Low Quality Literature
+++ title = “07” date = 2019 +++
We have an abundance of low quality literature in our culture.
It used to be that when you wanted to read something interesting, informative, or aligned with your hobbies, you’d seek it out. You’d head to the library or the book store. Perhaps a friend would lend you a copy of their most life-changing book. The term “high quality” is subjective of course – my mother used to read nothing but Harlequinn romance novels at breakfast when I was a kid, but it made her happy, and that it’s important.
See, it’s not the grammar or how well the sentences are constructed, though for some this is a requirement when it comes to high quality literature. It’s about how the writing affects your soul. Perhaps the writing validates your beliefs. That always feels good. But perhaps it challenges your beliefs in such a way that you start to explore the ways in which your opinions might grow. Also good. This could apply to fiction or non-fiction.
But most of what we read today is constructed by our friends, or even worse, re-shared by our friends but written by someone else, someone who we’ve never met and can’t engage with on any meaningful level. This is what I mean by low quality. If I agree with what my social media friends have to say, I feel validated, which feels good, but now there’s an element of social interaction to it.
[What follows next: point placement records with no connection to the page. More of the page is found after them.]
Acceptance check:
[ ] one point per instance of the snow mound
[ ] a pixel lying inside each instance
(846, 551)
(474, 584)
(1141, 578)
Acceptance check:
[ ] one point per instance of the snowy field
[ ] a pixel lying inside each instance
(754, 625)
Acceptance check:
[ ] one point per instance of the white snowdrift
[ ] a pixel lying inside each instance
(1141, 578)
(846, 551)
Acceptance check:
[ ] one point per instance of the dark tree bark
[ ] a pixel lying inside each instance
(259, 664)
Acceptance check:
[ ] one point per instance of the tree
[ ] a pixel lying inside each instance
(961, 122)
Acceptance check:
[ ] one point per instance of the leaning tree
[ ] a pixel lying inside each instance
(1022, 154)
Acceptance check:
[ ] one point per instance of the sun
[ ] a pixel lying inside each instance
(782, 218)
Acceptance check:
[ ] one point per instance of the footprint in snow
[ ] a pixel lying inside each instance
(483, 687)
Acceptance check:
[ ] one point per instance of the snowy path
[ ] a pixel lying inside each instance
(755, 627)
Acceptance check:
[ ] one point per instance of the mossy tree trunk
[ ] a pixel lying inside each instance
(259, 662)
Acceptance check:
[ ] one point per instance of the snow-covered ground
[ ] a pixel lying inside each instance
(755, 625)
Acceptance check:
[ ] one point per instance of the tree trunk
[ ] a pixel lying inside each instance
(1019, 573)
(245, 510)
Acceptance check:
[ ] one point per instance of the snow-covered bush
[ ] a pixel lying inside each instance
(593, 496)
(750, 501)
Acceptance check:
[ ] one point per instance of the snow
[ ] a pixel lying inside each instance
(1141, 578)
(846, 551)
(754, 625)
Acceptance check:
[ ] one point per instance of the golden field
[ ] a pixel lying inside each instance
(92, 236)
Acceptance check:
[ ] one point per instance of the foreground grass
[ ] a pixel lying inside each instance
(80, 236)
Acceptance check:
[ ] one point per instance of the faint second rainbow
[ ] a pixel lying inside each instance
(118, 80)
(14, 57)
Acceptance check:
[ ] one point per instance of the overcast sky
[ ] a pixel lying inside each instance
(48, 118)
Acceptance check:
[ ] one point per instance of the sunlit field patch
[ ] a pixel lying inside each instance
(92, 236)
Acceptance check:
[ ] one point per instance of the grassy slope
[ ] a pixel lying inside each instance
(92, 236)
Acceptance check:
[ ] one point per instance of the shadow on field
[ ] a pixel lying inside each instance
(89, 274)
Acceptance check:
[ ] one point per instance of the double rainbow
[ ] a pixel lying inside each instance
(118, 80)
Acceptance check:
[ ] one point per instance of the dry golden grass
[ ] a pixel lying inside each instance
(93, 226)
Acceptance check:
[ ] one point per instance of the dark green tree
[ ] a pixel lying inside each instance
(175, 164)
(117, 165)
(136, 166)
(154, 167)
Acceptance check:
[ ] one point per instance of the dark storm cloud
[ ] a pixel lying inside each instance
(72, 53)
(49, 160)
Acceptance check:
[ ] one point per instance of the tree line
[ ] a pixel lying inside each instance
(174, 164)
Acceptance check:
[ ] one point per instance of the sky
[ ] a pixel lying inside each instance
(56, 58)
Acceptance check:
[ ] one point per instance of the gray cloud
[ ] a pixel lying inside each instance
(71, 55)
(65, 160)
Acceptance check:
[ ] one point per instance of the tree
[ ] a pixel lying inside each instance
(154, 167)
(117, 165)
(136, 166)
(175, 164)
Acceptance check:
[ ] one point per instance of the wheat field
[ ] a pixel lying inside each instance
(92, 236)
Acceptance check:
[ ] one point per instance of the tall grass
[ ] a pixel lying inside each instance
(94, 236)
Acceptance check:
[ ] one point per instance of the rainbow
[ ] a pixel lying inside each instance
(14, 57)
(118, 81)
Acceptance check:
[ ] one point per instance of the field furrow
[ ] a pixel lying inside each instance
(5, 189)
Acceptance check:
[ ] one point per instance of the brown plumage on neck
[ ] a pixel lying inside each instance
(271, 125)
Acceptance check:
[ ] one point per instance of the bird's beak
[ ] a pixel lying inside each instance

I can re-post, or at least feel like I should re-post. If I disagree with something, I might feel angry, and the anger might leave a residue that sticks around for a while.
On the other hand, with high quality literature, the point isn’t to grab my eyeballs or clicks; it’s to open my mind. You know how you can tell the difference between literature that opens your mind compared to literature that just provides a knee-jerk reaction? After you read it, you keep it to yourself for a while. Or maybe you share it with your partner. But you know, inherently, that these are ideas meant for digestion before regurgitation.
Out there on the web? It’s nothing but barely digested Cheetos being spat onto the sidewalk.
If I made a pie chart of the amount of text I consumed and then color coded it by “high quality and low quality” it would very likely be something like 90% low quality and 10% high quality.
But still, I’m interested in what my friends have to say. Perhaps not all of them. I don’t exactly know what to do about this, but I do know it’s a problem.